The legislation proposes limiting companies to 60 percent of the deductions they would normally take and, in combination with another bill requiring double payment of mining taxes this year, would generate an additional $102 million in revenue for lawmakers to apply to their $1.2 billion budget shortfall. In 2019, the mining industry grossed $7.8 billion, but taxes were only applied to the $2.5 billion in net proceeds that year.

Tyre Gray, the head of the state’s mining association, said he wasn’t informed until shortly before the bill was announced about the plan, and joined a chorus of pro-business groups in a statement criticizing efforts to tax single industries as opposed to designing taxes more broadly.

If the Senate does end up reconsidering the measure and approves it, it will need to return to the Assembly for members there to concur on the amendment.
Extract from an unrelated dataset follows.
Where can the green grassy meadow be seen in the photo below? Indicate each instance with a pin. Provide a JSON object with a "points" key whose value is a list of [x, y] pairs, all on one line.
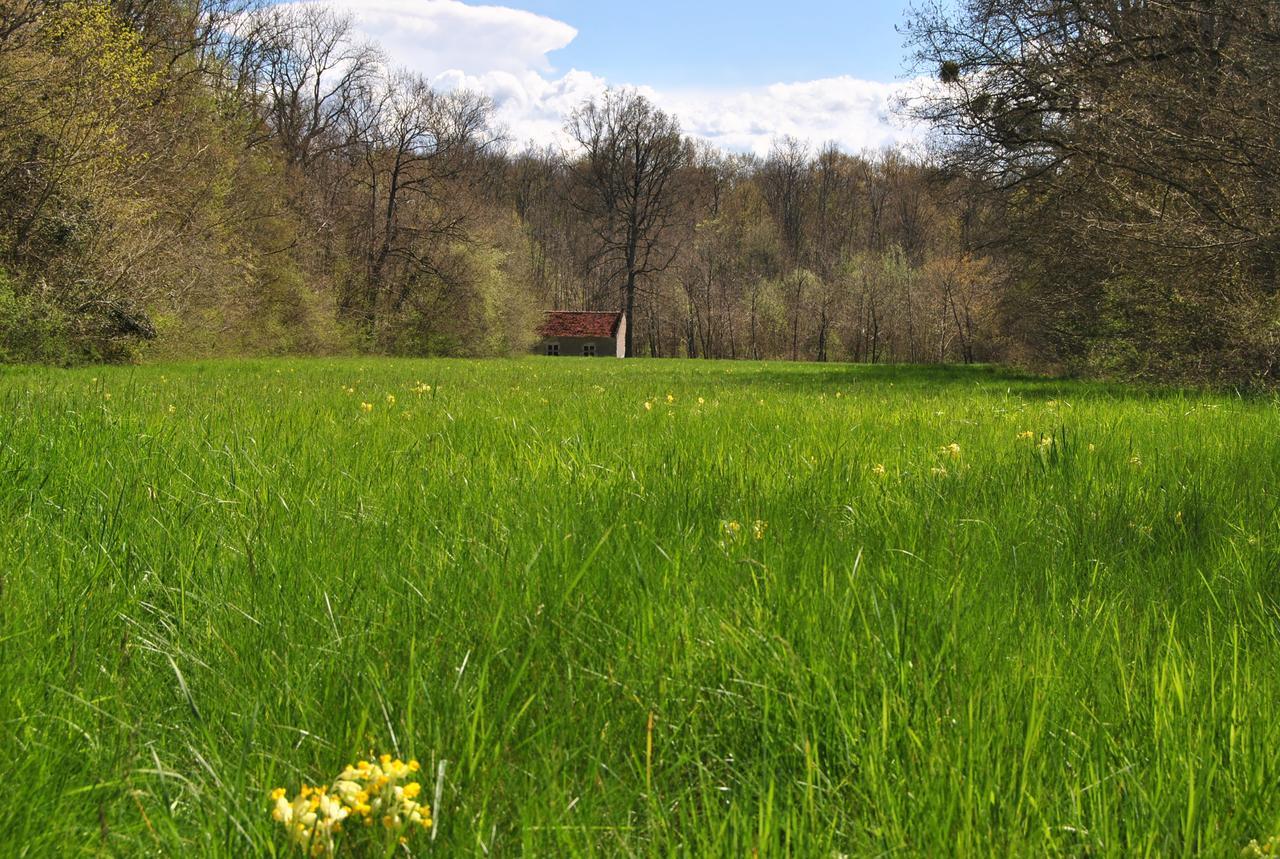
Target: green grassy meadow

Assembly Speaker Jason Frierson said his members are supportive of the plan.

"If AB 4 is returned with an amendment directing money towards SB 178, my members would be onboard," Frierson said in a text message.

Dozens of progressive activists and others had testified in favor of having the mining industry pay more as the state reels from coronavirus-related shutdowns. Since statehood, the industry has had its more favorable tax structure focusing only on the net proceeds enshrined in the Constitution, and over the years has been allowed a growing list of additional deductions for the costs of doing business.

On Saturday morning, groups that had repeatedly made the pitch to raise mining taxes over the 11 days of the special session celebrated word of an agreement.

“We are pleased to hear this news! The pressure put on the Legislature through our rally as well as the thousands of letters, calls, and public comments by educators demanding new revenue and funding healthy schools has worked,” the Nevada State Education Association said in a tweet.

Jackie Valley contributed to this report.